Besonders brisant: Im Werbevideo deutet P&G an, dass die erfassten Daten auch direkt mit Kinderärzten geteilt werden könnten. Was sich auf den ersten Blick praktisch anhören mag, ist letztlich ein fahrlässiger Umgang mit sensiblen Daten – und in diesem Fall ganz besonders, schließlich kann das Baby nicht widersprechen.

Lumi by Pampers: smarte Windeln, Überwachungssystem
Claire hat heute eine Stunde und 22 Minuten geschlafen, hatte vor 46 Minuten eine Flasche und hat eine trockene Windel. Brauchen ihre Eltern für diese Infos wirklich ein smartes Windel-System? (Screenshot: Werbevideo Pampers (© P&G))
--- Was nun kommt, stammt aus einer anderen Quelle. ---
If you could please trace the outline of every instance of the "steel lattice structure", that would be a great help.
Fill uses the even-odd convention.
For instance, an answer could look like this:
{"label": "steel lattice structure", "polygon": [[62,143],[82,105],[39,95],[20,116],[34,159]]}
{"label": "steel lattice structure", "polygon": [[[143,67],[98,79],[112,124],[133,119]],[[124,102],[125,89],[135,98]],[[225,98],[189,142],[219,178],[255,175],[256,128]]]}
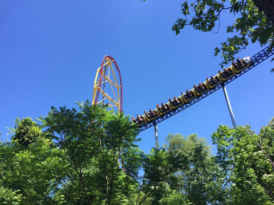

Wer in der heutigen Zeit noch glaubt, dass die erfassten Daten nur den Eltern (und Medizinern) helfen sollen, das Kind besser zu verstehen, ist entweder beneidenswert naiv oder einfach völlig ignorant. Glaubt denn wirklich jemand, dass es eine gute Idee sein könnte, so sensible Daten in die Hand einer mit Google verbandelten, profitorientierten Firma zu legen? Und die Kontrolle über diese Daten damit aus unserer Hand zu geben? Wollen wir eine Zukunft, in der – und ja, das ist dystopisch gedacht – womöglich Versicherungen, Schulen oder Arbeitgeber Zugriff auf Gesundheitsdaten haben und Menschen aufgrund ihrer Gesundheit bevorzugen oder benachteiligen können?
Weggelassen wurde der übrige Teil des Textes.